From this base, I signed on for a Mckinley trip in 07,(ours and every other team in early July were turned around by bad weather between 16-17k ft) and I'm returning again this June.
This is the progression that worked well for me. I don't have any friends who climb, so I'm relegated to guided trips. Big mountains and solo glacier travel don't go well together, so make sure you have some strong experienced partners or go the guided route.
Also - pick up a copy of "Mountaineering - Freedom of the Hills" the climbers bible.
Good Luck
Tim

TrishandAlex
03-19-2009, 09:43 AM
Climbabout, thanks for posting your progression. That info is very helpful.

Brad
03-19-2009, 09:54 AM
Wonderful information.

MelNino
03-19-2009, 10:14 AM
I'd like to do Katahdin this summer, if I can get the time off....I have a buddy who plans to do it for her bday, via Knife edge...I hope the weather will favor her hike.

MechAeroE
03-19-2009, 01:57 PM
Tim,
Thanks for the advice, and I already have that book and am working my way through it.

mtruman
03-19-2009, 10:06 PM
Ha, evertime I read about mountianeering (rereading 'No Shortcuts to the Top'....need more books) I get the urge to start training to do more than a hike up.


Get any of Dave Roberts books (co-author of No Shortcuts). They are all really great reads and are largely focused on climbing in Alaska rather than the usual Himalayan fare (not that reading about Everest isn't great as well). His latest mountaineering book is "On the Ridge Between Life and Death" and is a life retrospective. Some of his older work like "Deborah" and "The Mountain of my Fear" are out of print I think but you can probably still find used copies.

Tar Heel
03-22-2009, 03:18 PM
Hey, there is a list of about 54 peaks here in Colorado that they say can be somewhat challenging (as well as a bunch more under 14K that I prefer)
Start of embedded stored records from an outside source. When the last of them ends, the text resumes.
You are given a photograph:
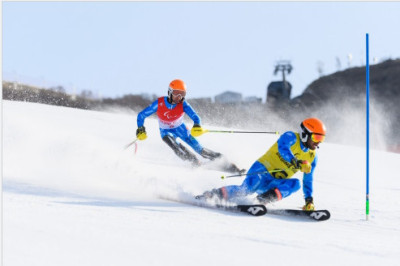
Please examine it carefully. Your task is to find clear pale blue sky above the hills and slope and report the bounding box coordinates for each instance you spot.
[2,2,400,101]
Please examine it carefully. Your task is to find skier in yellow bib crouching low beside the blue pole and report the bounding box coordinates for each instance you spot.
[197,118,326,211]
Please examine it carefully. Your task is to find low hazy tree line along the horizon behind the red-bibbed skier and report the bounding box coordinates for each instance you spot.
[3,81,282,131]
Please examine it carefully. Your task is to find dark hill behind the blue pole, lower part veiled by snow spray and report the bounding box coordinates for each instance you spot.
[290,59,400,151]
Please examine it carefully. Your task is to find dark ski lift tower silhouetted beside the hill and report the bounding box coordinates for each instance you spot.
[267,60,293,107]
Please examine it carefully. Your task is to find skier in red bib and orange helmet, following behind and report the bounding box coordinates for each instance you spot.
[136,79,245,173]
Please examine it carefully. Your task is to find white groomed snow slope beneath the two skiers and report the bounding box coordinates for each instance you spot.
[2,101,400,266]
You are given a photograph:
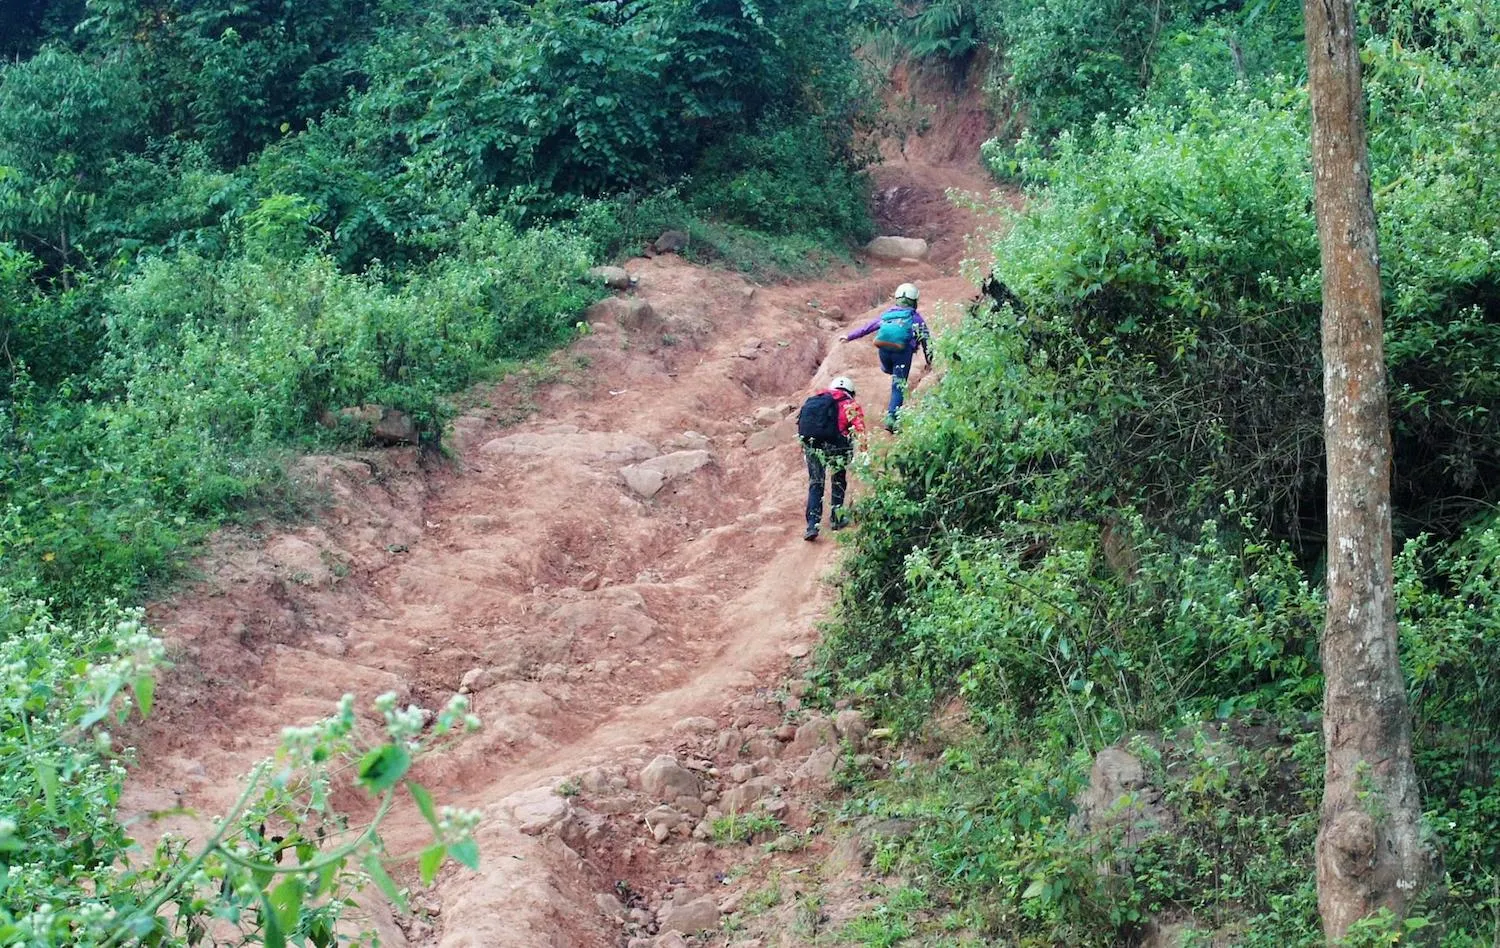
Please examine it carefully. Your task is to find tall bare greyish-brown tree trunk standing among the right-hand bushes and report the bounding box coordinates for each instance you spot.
[1304,0,1433,942]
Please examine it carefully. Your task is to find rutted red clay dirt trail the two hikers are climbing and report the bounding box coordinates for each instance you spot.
[125,129,992,948]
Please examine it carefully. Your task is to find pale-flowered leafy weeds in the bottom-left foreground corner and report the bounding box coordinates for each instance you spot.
[0,590,479,947]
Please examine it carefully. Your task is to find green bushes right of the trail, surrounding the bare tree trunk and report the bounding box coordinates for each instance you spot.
[825,3,1500,945]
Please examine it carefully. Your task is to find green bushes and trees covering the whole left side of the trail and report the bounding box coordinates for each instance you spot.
[0,0,869,945]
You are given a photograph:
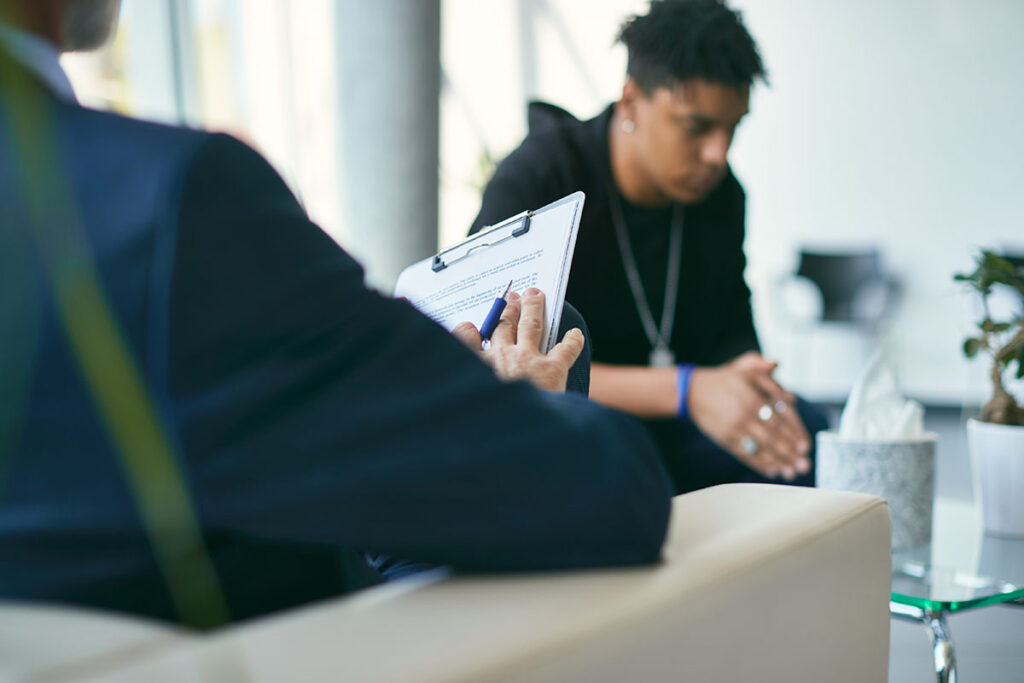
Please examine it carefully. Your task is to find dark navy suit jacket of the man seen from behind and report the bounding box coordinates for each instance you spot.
[0,50,670,620]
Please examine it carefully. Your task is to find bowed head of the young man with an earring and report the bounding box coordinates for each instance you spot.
[615,0,765,204]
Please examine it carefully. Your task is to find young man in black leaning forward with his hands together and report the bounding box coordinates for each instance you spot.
[471,0,825,490]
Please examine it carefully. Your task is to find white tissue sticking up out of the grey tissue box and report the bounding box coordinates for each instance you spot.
[839,351,925,441]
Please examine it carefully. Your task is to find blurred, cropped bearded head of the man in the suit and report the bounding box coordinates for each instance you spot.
[0,0,121,52]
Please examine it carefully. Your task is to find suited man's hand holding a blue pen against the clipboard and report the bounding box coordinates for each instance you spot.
[452,287,584,391]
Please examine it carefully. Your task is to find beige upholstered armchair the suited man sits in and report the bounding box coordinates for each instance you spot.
[6,484,890,683]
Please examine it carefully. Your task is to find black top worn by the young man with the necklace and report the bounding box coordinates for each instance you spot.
[470,102,758,365]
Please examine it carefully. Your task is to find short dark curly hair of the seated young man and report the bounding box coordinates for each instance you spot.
[617,0,768,95]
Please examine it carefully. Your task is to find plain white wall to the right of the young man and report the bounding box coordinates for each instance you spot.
[733,0,1024,402]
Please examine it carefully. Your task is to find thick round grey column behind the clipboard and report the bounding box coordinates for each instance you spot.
[335,0,440,292]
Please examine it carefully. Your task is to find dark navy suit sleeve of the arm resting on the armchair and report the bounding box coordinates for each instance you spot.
[168,136,671,569]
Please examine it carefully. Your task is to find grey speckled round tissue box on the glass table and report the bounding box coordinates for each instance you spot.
[814,431,938,550]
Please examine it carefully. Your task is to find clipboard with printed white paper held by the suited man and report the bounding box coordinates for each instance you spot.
[394,191,585,353]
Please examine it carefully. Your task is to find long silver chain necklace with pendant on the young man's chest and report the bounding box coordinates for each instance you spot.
[608,185,683,368]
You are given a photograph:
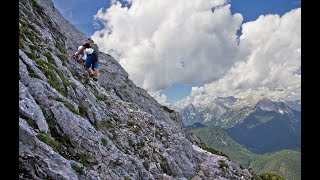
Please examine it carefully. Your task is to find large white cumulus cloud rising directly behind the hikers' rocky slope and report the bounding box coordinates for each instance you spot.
[92,0,243,92]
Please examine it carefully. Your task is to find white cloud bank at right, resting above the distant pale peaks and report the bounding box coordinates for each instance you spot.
[172,8,301,106]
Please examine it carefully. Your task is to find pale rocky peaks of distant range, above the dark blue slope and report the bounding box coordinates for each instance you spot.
[179,93,301,129]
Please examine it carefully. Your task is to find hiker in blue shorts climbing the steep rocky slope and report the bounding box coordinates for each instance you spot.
[72,38,99,81]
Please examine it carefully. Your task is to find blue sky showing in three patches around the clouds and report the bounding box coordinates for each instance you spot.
[53,0,301,103]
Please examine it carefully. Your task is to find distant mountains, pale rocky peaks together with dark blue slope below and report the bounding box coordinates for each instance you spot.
[180,94,301,154]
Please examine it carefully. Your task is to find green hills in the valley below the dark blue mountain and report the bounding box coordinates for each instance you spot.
[191,123,301,180]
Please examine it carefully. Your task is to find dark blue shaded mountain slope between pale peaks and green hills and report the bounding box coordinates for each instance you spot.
[227,109,301,153]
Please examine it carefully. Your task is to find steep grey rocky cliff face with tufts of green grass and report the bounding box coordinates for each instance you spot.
[19,0,251,179]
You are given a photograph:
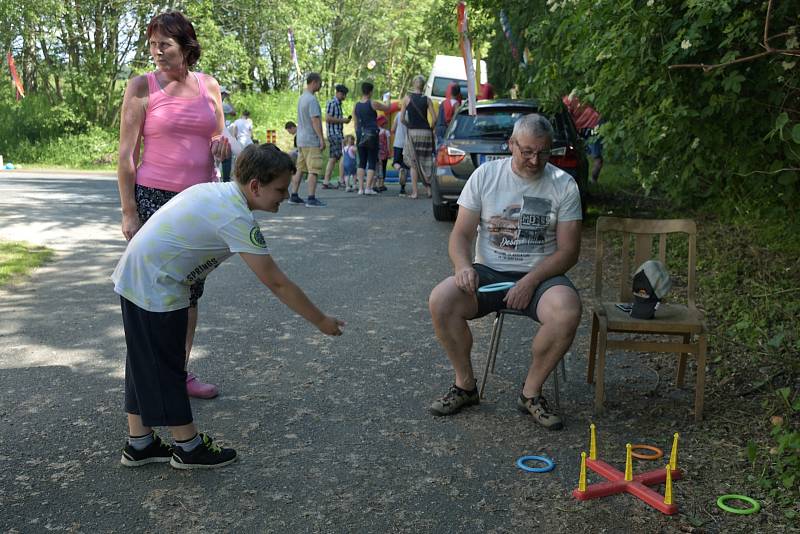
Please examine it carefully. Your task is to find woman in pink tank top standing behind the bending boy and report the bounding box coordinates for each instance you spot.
[117,11,230,402]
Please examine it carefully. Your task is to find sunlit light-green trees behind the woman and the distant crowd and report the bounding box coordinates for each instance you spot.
[0,0,455,139]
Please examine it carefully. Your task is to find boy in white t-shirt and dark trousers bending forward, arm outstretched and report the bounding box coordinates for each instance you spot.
[111,145,344,469]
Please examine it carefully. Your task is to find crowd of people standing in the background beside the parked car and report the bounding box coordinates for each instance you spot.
[212,72,506,207]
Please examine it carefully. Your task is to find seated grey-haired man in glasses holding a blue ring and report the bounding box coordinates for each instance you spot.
[429,114,581,430]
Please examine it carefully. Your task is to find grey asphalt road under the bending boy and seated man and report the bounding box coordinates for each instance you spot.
[0,172,732,534]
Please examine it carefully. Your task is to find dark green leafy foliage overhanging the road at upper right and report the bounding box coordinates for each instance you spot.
[476,0,800,207]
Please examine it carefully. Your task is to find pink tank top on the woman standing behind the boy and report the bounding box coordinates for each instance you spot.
[136,72,217,192]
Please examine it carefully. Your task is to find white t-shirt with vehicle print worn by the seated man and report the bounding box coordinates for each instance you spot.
[458,158,581,272]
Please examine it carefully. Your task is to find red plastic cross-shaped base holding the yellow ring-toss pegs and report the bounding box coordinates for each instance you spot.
[572,458,682,515]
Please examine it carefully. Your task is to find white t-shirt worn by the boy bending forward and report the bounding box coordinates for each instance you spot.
[111,182,269,312]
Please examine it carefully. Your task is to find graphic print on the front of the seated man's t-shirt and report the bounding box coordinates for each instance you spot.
[487,196,553,254]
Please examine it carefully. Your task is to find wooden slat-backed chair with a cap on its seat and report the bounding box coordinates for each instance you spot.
[587,217,706,421]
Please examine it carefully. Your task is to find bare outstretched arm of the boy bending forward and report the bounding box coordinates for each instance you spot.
[239,252,344,336]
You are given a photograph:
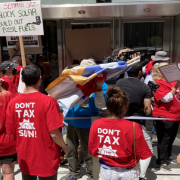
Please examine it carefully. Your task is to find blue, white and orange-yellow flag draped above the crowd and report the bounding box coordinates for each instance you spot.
[46,61,130,109]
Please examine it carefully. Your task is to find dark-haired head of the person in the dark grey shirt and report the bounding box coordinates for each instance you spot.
[127,62,142,79]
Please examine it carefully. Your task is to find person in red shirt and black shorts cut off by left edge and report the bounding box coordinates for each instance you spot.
[0,79,17,180]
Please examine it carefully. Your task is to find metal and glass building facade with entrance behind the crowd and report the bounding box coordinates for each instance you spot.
[0,0,180,82]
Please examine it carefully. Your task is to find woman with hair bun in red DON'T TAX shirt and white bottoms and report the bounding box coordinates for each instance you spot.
[89,86,152,180]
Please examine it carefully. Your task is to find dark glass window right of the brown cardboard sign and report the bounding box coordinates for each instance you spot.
[124,22,164,50]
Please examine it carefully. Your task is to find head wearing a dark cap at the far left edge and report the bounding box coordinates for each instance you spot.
[0,61,19,78]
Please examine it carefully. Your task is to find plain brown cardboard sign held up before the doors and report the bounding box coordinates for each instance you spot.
[65,28,111,60]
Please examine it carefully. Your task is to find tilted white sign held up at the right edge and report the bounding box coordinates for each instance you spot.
[159,64,180,82]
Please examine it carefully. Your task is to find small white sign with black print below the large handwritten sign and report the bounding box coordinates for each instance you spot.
[6,36,39,49]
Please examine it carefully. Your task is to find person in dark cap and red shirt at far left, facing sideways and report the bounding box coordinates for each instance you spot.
[0,61,18,98]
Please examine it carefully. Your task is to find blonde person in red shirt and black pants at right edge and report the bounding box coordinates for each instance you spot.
[152,63,180,171]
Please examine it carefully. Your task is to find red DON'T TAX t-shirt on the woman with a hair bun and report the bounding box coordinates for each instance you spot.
[89,118,152,168]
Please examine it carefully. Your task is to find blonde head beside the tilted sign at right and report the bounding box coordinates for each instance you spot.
[152,62,168,81]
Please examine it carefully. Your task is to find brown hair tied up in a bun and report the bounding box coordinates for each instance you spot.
[106,86,128,118]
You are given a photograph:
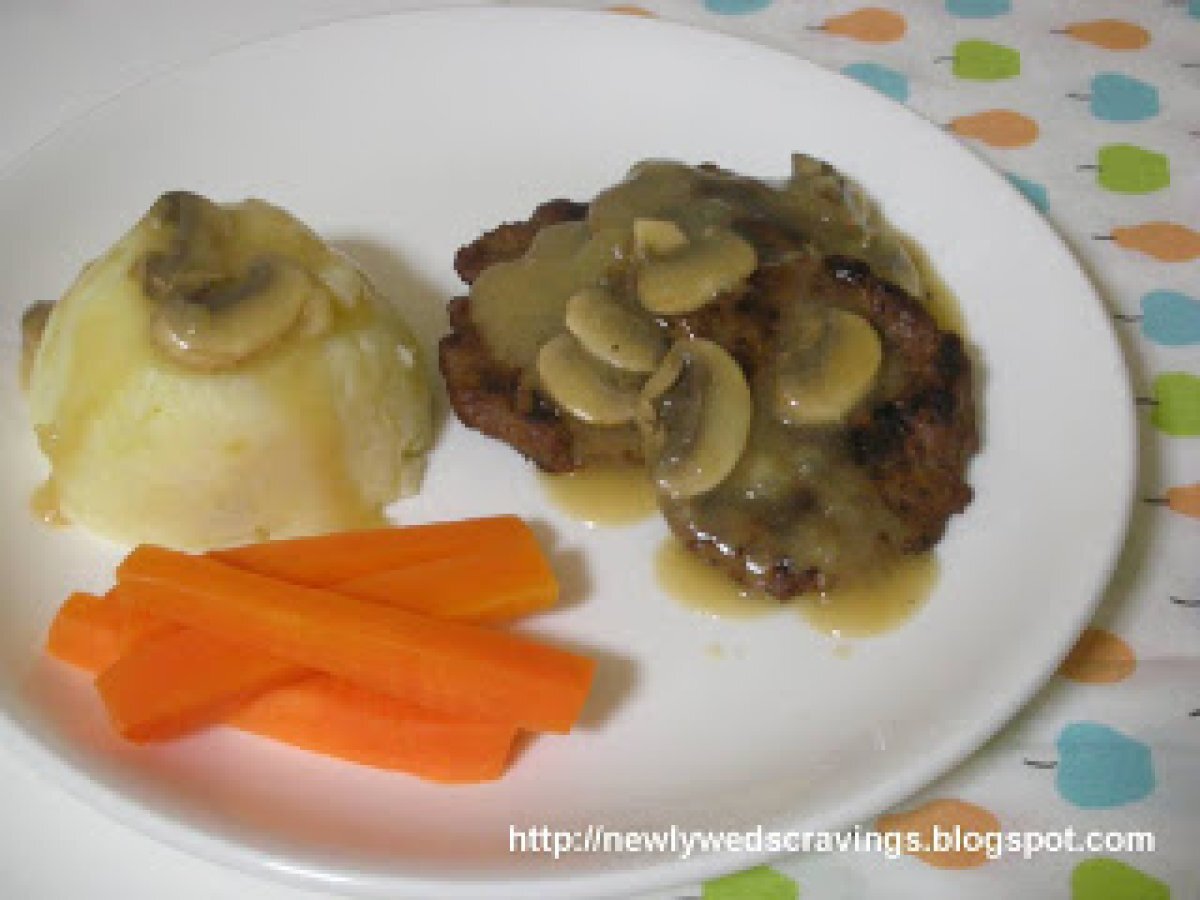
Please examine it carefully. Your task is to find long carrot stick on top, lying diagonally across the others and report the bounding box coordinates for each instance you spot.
[118,546,595,732]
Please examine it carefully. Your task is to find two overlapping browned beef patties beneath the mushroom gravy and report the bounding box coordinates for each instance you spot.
[439,167,978,598]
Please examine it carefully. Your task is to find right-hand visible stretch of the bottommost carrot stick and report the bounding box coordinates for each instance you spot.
[226,673,516,784]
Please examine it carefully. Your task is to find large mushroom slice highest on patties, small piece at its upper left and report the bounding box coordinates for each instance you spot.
[637,229,758,316]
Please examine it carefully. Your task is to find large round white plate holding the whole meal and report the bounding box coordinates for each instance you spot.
[0,10,1134,896]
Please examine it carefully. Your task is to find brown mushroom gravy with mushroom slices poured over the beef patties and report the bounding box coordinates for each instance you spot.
[470,156,955,595]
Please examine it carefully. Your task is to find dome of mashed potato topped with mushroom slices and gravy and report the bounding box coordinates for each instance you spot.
[29,191,431,548]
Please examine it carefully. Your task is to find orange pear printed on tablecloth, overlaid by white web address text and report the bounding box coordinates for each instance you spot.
[875,799,1003,869]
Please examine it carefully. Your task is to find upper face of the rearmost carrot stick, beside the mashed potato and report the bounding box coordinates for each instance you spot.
[210,516,534,588]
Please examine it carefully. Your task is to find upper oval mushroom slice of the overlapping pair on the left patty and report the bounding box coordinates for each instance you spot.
[565,287,666,373]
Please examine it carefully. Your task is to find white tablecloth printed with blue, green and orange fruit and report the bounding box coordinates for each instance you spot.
[549,0,1200,900]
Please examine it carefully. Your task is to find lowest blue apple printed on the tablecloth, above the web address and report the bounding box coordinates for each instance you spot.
[1055,722,1154,809]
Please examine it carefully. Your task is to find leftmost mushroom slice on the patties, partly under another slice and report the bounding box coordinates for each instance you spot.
[538,334,644,425]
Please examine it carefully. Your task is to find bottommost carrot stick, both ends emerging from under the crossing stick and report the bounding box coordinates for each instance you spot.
[47,593,516,782]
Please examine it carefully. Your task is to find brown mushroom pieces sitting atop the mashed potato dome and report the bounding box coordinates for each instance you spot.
[139,191,319,370]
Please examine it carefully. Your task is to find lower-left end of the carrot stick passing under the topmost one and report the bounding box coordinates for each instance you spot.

do you have any links to websites that talk about these mountains in colorado? i would love to get out to co at some point and do some hiking but have no idea about any of the mtns there

mtruman
03-22-2009, 04:06 PM
do you have any links to websites that talk about these mountains in colorado? i would love to get out to co at some point and do some hiking but have no idea about any of the mtns there

Here's a good place to start: http://www.14ers.com/

And a couple from hikers:
http://www.theronwelch.com/mountains/fourteeners/14ers.htm
http://www.rexheadd.com/colorado/14ers/index.html

Bill O
03-22-2009, 05:01 PM
I'd recommend a guide book if you actually make it out to Colorado.

You have a lot of options for climbs. Many 14er's are relatively easy walk-ups. Others offer great spring and early summer snow climbs or world class climbing routes. Also some great scrambling routes that don't require ropes, but will make you wish you had one.